Technical description
A critical vulnerability (CVSS 10.0) in DocsGPT versions 0.15.0 through 0.15.x allows an attacker accessing the official DocsGPT website or any local/public deployment to craft a malicious payload that bypasses the 'MCP test' behavior and achieves arbitrary remote code execution. DocsGPT is a GPT-powered chat application for documentation that integrates with the Model Context Protocol (MCP) to extend capabilities.
Attack vector
An attacker crafts a malicious MCP-related payload that circumvents the application's MCP test validation logic.

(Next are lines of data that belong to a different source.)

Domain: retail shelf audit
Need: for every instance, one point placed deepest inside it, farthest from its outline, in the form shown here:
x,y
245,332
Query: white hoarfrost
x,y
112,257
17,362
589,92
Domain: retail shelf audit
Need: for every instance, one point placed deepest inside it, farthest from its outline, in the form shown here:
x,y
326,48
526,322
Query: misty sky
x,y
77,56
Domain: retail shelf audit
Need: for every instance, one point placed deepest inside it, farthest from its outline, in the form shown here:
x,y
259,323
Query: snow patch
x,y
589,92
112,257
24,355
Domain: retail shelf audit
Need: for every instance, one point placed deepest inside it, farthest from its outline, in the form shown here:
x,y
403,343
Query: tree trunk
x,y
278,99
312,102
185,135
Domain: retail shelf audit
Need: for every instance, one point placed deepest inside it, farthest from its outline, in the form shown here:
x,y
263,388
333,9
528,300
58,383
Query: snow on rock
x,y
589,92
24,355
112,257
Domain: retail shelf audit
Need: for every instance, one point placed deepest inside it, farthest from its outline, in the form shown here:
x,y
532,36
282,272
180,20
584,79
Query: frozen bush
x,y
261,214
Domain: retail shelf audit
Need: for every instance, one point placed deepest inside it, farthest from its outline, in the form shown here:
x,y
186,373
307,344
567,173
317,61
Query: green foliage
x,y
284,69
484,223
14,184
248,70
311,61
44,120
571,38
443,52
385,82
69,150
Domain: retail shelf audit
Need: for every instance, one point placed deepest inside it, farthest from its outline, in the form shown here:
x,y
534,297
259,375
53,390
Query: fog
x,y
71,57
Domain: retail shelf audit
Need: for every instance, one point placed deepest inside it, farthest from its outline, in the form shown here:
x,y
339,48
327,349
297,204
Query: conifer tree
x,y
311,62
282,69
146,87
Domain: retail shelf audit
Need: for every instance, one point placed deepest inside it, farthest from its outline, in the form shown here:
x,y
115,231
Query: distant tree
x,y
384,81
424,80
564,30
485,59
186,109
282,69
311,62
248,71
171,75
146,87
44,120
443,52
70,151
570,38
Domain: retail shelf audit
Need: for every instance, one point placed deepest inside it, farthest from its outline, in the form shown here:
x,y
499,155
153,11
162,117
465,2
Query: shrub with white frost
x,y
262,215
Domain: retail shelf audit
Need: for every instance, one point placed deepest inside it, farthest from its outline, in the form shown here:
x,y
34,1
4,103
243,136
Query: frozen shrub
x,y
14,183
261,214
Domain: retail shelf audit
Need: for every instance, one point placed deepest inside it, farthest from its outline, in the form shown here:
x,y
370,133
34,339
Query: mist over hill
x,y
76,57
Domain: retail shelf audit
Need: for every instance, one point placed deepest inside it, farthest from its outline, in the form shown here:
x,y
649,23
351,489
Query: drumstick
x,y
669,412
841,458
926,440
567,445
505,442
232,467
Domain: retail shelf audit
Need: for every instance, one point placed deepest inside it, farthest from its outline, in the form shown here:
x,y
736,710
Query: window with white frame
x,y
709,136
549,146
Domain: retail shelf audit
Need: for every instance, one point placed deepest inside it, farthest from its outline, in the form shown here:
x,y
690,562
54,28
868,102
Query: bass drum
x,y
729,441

The bypass allows execution of arbitrary code in the context of the DocsGPT server. The vulnerability is exploitable remotely without authentication, and affects both the official hosted instance and self-hosted deployments.
Affected systems
DocsGPT versions 0.15.0 to before 0.16.0. Organizations using DocsGPT for internal documentation search, customer-facing documentation portals, or integrating DocsGPT into larger AI agent workflows are affected. The MCP integration makes this relevant to agentic AI deployments where DocsGPT acts as a knowledge retrieval tool for autonomous agents.
Mitigation
Upgrade DocsGPT to version 0.16.0 or later immediately. The patch was released on April 29, 2026, per the GitHub release notes. Review DocsGPT access logs for suspicious MCP-related requests prior to patch deployment. If immediate upgrade is not feasible, restrict network access to DocsGPT instances to trusted IP ranges and disable MCP integrations until patching is complete.